Pazar

 

P Kendisinin büyük olduğunu sanan yahut, küçük olduğunu bile bile büyüklük taslayan küçük ve sefil adamların bol övgüye ihtiyaçları vardır. Onlar övgüsüz yaşayamazlar. Böylelerinin peşine takılan ahmak ve eblehler övgü hususunda onları sıkıntıda bırakmaz.

P
Ahlâk ve karakter ile zekâ bir insanda çok nadir olarak birlikte bulunur. Kendinize dost edinirken ahlâklı ve karakterli olan insanları seçiniz. Bunların zekâları, ahlâk ve karakterleri seviyesinde olmayacağından, istemeden, kasdetmeden size verecekleri zararlardan korunmaya çalışınız.

P Ahmaklık tedavisi olmayan bir hastalıktır. Hazret-i İsa’nın “BenAllah’ın dilemesi ve yardımıyla ölüleri dirilttim, ama ahmaklara karşı yapacak bir şeyim yoktur…” buyurduğu rivayet edilmektedir.

P Ahmak, cahil, haddini bilmez, arivist, muhteris, bencil, din bezirgânı, mukaddesat sömürücüsü, densiz, mürüvvetsiz İslâmcının dine ve ümmete vereceği zararı, en azılı dinsizler bile veremez.

P Medeniyet nurları köylerden, kırsal kesimden, varoş ve gecekondulardan şehirlere değil; tam tersine büyük metropollerden etrafa yayılır.

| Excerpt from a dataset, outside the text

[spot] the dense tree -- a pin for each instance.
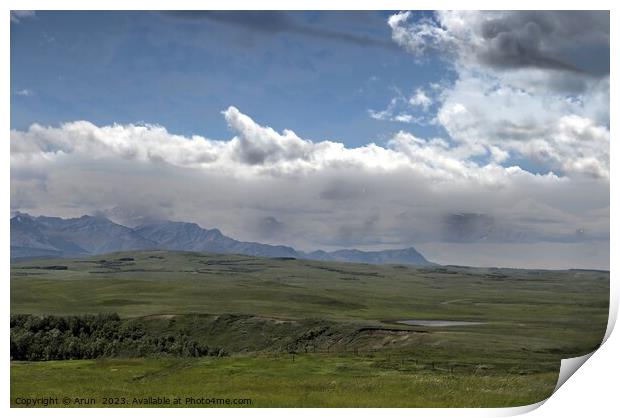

Bunun tersini düşünmek, nehirlerin aşağıdan yukarıya aktığını iddia etmek kadar aptalca olur.

P Kemmiyet, kelle sayısı tek başına fazla bir şey ifade etmez. Önemli olan keyfiyettir, vasıftır, güçtür, üstünlüktür. Kur’ân-ı Kerîm’de “Nice küçük topluluk, Allah’ın izniyle büyük topluluğa galip gelmiştir” mealinde bir ayet bulunmaktadır.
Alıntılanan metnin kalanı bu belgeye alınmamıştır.